Section: New Results
Comparative analysis and Noncoding RNAs
Participants : Mathieu Giraud, Benjamin Grenier-Boley, Antoine de Monte, Azadeh Saffarian, Hélène Touzet.
Finding ncRNAs by comparative analysis
We have deviced a new method to find ncRNAs in genomes by comparative analysis. First, sequences are preprocessed for masking known annotated features, redundancy, ...Then the target sequence is compared to all other sequences to detect similar sequences across species. Pairwise alignments are combined into clusters of conserved regions. For that, the algorithm searches for regions whose conservation is supported by a significantly high number of pairwise alignments. Finally, conserved sequences are investigated by inspection of evolutionary patterns to identify conserved consensus secondary structures. This work has been implemented in the CG-seq software, and should to give rise to publication.
RNA pattern matching
Given a description for an RNA family, the goal is to identify all its potential occurrences on a genomic sequence, in a database or in a large set of small sequences. Stochastic context-free grammars turned out to be successful models for that, both in terms of sensitivity and specificity  . However, a high computational complexity of the related dynamic programming algorithms limits their practical application. More generally, an exhaustive benchmarking for RNA pattern matching shows that existing methods should compromise between efficiency and sensitivity, and even the fastest programs are not suitable for a genome-scale analysis  . We are currently working on filtering strategies, exploiting the approximate relative location of structural elements within the RNA motif, as well as conserved motifs within the alignment  . This filtering approach is intended to be used complementarily to exact methods as a preprocessing of the sequence. On a longer term, it also opens the way to the creation of new indexing structures whose goal is to store genomic data and to speed up RNA motif queries on this data.

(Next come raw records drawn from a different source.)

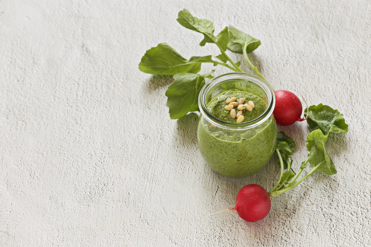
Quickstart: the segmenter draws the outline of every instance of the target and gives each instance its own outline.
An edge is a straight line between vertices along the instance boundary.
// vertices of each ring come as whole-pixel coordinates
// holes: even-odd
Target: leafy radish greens
[[[278,163],[280,165],[281,172],[277,182],[269,191],[271,197],[276,197],[299,185],[314,172],[333,175],[337,172],[332,159],[326,149],[325,143],[327,140],[330,132],[347,132],[348,125],[345,124],[342,114],[328,106],[320,104],[318,106],[311,106],[309,108],[310,117],[308,116],[308,119],[310,117],[313,121],[312,122],[318,123],[318,124],[316,125],[311,124],[311,126],[309,125],[309,130],[312,131],[308,135],[306,141],[307,149],[309,153],[307,159],[302,162],[298,172],[295,173],[292,168],[292,155],[295,149],[295,142],[283,132],[277,134],[276,151],[278,156]],[[322,119],[323,120],[319,120],[321,119],[321,116],[324,116],[326,117]],[[308,124],[309,125],[309,122]],[[322,128],[321,128],[320,126]],[[323,128],[325,126],[326,128]],[[325,131],[324,133],[323,132],[324,131]],[[310,164],[310,170],[296,182],[302,172],[306,168],[308,162]],[[285,169],[287,171],[284,172]]]
[[[202,63],[211,63],[214,66],[221,65],[234,71],[244,72],[240,67],[240,61],[234,62],[226,53],[227,49],[243,53],[247,64],[255,73],[270,85],[257,67],[250,60],[247,55],[260,45],[260,40],[231,26],[225,27],[215,36],[215,27],[211,21],[193,16],[185,9],[179,12],[177,20],[183,27],[203,34],[203,39],[200,45],[203,46],[207,43],[214,44],[220,54],[214,56],[215,59],[209,55],[194,56],[188,60],[166,43],[159,44],[146,52],[139,63],[141,71],[150,74],[174,76],[175,80],[165,93],[168,98],[166,105],[169,108],[171,119],[180,118],[190,112],[199,110],[197,102],[200,92],[205,84],[205,79],[213,78],[212,74],[215,71],[213,70],[207,74],[198,73]],[[336,172],[334,162],[326,150],[325,143],[330,132],[347,133],[348,125],[343,115],[328,106],[319,104],[311,106],[308,110],[307,122],[311,132],[306,144],[309,153],[297,172],[292,168],[292,153],[296,147],[295,142],[283,132],[277,134],[276,152],[280,172],[277,183],[269,191],[271,198],[293,188],[314,172],[328,175],[333,175]],[[309,171],[297,181],[308,163],[310,167]]]

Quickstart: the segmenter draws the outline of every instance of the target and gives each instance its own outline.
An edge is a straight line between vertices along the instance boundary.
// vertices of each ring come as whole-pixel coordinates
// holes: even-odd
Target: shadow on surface
[[[177,132],[181,145],[194,146],[197,142],[197,125],[198,115],[195,112],[189,113],[177,121]]]
[[[145,91],[148,94],[157,93],[159,89],[167,87],[174,80],[172,76],[152,75],[145,82]]]
[[[259,57],[254,54],[253,53],[250,53],[247,54],[247,56],[249,57],[249,59],[250,60],[250,62],[255,66],[257,67],[258,69],[259,69],[259,71],[260,72],[262,71],[263,70],[263,66],[262,65],[262,63],[260,62],[260,59]],[[244,71],[246,72],[246,73],[248,73],[249,74],[252,74],[253,75],[256,75],[253,69],[249,66],[247,64],[247,62],[245,60],[244,58],[243,57],[243,55],[242,54],[241,54],[241,57],[239,58],[237,58],[237,59],[240,59],[241,61],[241,63],[243,65],[243,67],[241,67]]]

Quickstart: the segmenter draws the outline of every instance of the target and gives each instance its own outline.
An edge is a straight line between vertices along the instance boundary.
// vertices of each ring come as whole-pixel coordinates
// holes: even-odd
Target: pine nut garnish
[[[236,118],[236,109],[232,109],[231,110],[231,116],[232,118]]]
[[[248,104],[245,104],[244,105],[245,106],[245,109],[246,109],[249,112],[252,111],[253,108],[251,108],[251,106],[249,105]]]
[[[237,106],[237,109],[239,111],[242,111],[245,109],[245,106],[243,105],[239,105],[238,106]]]
[[[236,101],[233,101],[233,102],[231,102],[229,103],[229,105],[232,105],[233,106],[233,107],[236,107],[236,106],[238,106],[238,103]]]
[[[233,105],[226,105],[226,107],[224,108],[224,109],[227,111],[230,111],[233,109]]]
[[[232,97],[232,98],[231,98],[231,100],[230,101],[229,101],[229,103],[230,103],[231,102],[233,102],[233,101],[237,101],[237,98],[236,98],[235,97]],[[228,103],[229,104],[229,103]]]
[[[242,115],[241,115],[240,116],[238,117],[238,118],[237,119],[237,122],[240,123],[243,121],[243,119],[245,119],[245,117],[243,116]]]

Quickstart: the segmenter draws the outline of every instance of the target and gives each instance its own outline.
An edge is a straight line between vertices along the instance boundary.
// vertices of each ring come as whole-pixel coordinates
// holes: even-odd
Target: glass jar
[[[260,116],[248,122],[237,124],[220,120],[207,108],[217,96],[226,91],[256,95],[266,104],[266,108]],[[247,73],[222,75],[204,86],[198,96],[201,115],[197,143],[213,170],[227,177],[243,177],[256,173],[267,164],[276,142],[277,126],[273,114],[275,102],[272,88],[259,77]]]

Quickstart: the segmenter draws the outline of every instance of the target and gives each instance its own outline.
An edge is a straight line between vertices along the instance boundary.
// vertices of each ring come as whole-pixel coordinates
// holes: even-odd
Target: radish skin
[[[242,187],[236,198],[235,209],[242,218],[255,222],[263,218],[270,210],[270,198],[263,188],[251,184]]]
[[[277,124],[287,126],[296,121],[306,119],[308,115],[305,118],[301,118],[303,107],[301,102],[296,95],[287,90],[277,90],[275,92],[275,96],[276,105],[273,115]]]

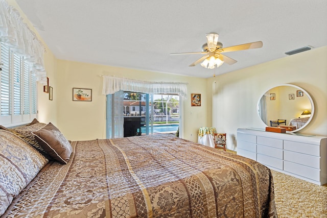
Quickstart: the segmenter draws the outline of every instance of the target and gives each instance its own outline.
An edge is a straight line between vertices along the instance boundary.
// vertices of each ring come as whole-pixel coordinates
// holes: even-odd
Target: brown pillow
[[[0,216],[48,161],[18,136],[0,130]]]
[[[32,125],[22,126],[15,127],[12,129],[8,129],[8,131],[18,135],[22,138],[25,141],[30,144],[31,146],[36,149],[39,152],[42,154],[44,157],[49,160],[52,159],[51,157],[48,154],[35,139],[34,135],[32,134],[32,132],[39,130],[46,125],[43,123],[37,123]]]
[[[55,160],[67,164],[73,149],[59,129],[51,123],[32,132],[40,146]]]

RNA locally optimal structures
When the structure of a noncoding RNA is not known, it is still possible to enhance the search by considering the set of all plausible secondary structures. This gives rise to a new problem, that we call the multi-structure matching. This is the subject of the thesis of A. Saffarian. Her work aims at defining better data models for the set of all secondary structures of a given RNA, including suboptimal and locally optimal ones, and associated efficient algorithms for pattern matching  .

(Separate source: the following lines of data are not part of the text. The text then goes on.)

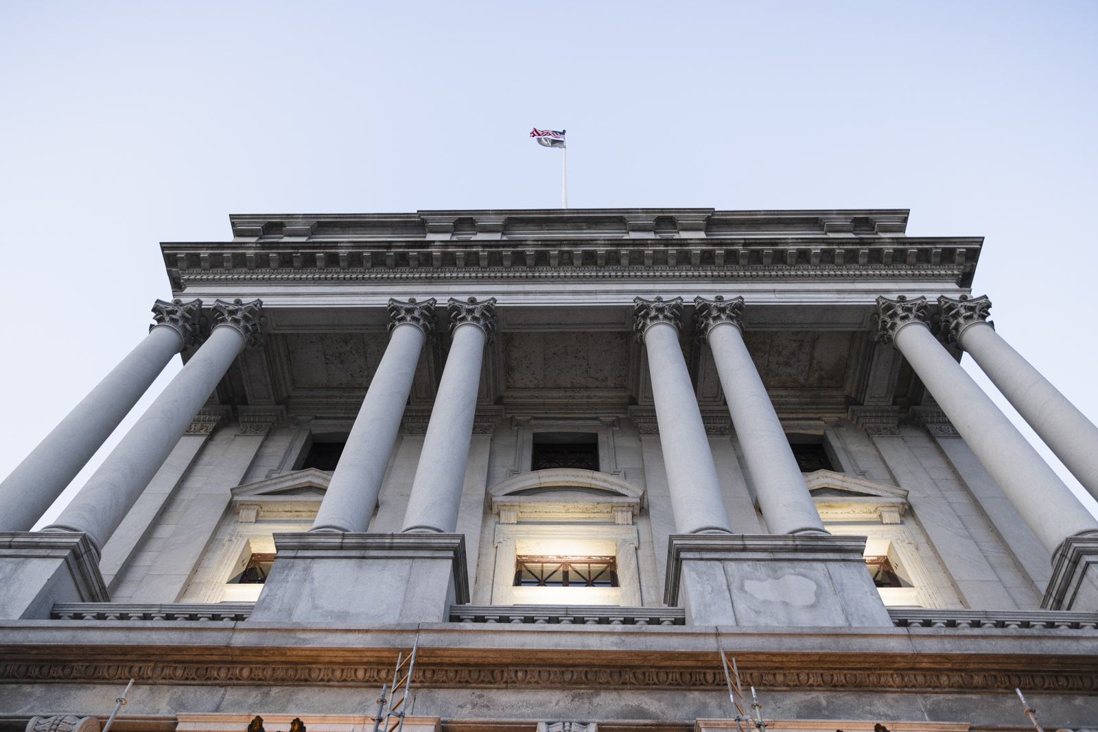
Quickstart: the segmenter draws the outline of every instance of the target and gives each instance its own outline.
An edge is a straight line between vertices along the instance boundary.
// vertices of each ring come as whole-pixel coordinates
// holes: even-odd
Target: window
[[[887,556],[866,556],[865,566],[873,577],[873,584],[877,587],[903,587],[904,582],[893,570],[892,562]]]
[[[547,468],[598,470],[598,436],[594,432],[535,432],[530,470]]]
[[[270,574],[271,564],[274,562],[273,554],[253,554],[248,560],[248,565],[244,572],[228,581],[231,585],[261,585],[267,582]]]
[[[301,469],[315,468],[330,473],[339,464],[343,448],[343,442],[313,442],[313,447],[309,448],[309,453],[305,455],[305,461],[301,463]]]
[[[613,556],[529,556],[515,562],[515,587],[617,587]]]
[[[802,473],[815,473],[818,470],[834,470],[822,444],[791,444],[793,457],[797,459],[797,468]]]

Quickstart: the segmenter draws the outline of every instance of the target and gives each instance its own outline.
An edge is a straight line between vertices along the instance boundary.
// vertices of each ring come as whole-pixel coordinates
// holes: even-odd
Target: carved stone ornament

The RNAspace open-source platform
Besides these theoretical issues, we are part of a new consortium for a national collaborative open-source platform devoted to noncoding RNA analysis, called RNAspace . The project is conducted in collaboration with INRA Toulouse(INRA: French National Institute for Agricultural Research) (Christine Gaspin) and Institut de Génétique et Microbiologie de l'Université Paris Sud (Daniel Gautheret). Its goal is to develop and integrate functionalities allowing structural and functional noncoding RNA annotation. The platform allows the user to run a set of tools including most appropriate noncoding RNA gene finders, to integrate results and to explore and analyse RNA gene candidates. Sequoia is involved in RNAspace as a main contributor to this project. This is also a stepping stone for other tools developed in the team: carnac , gardenia , Yass and CG-seq are made available in the first release of RNAspace.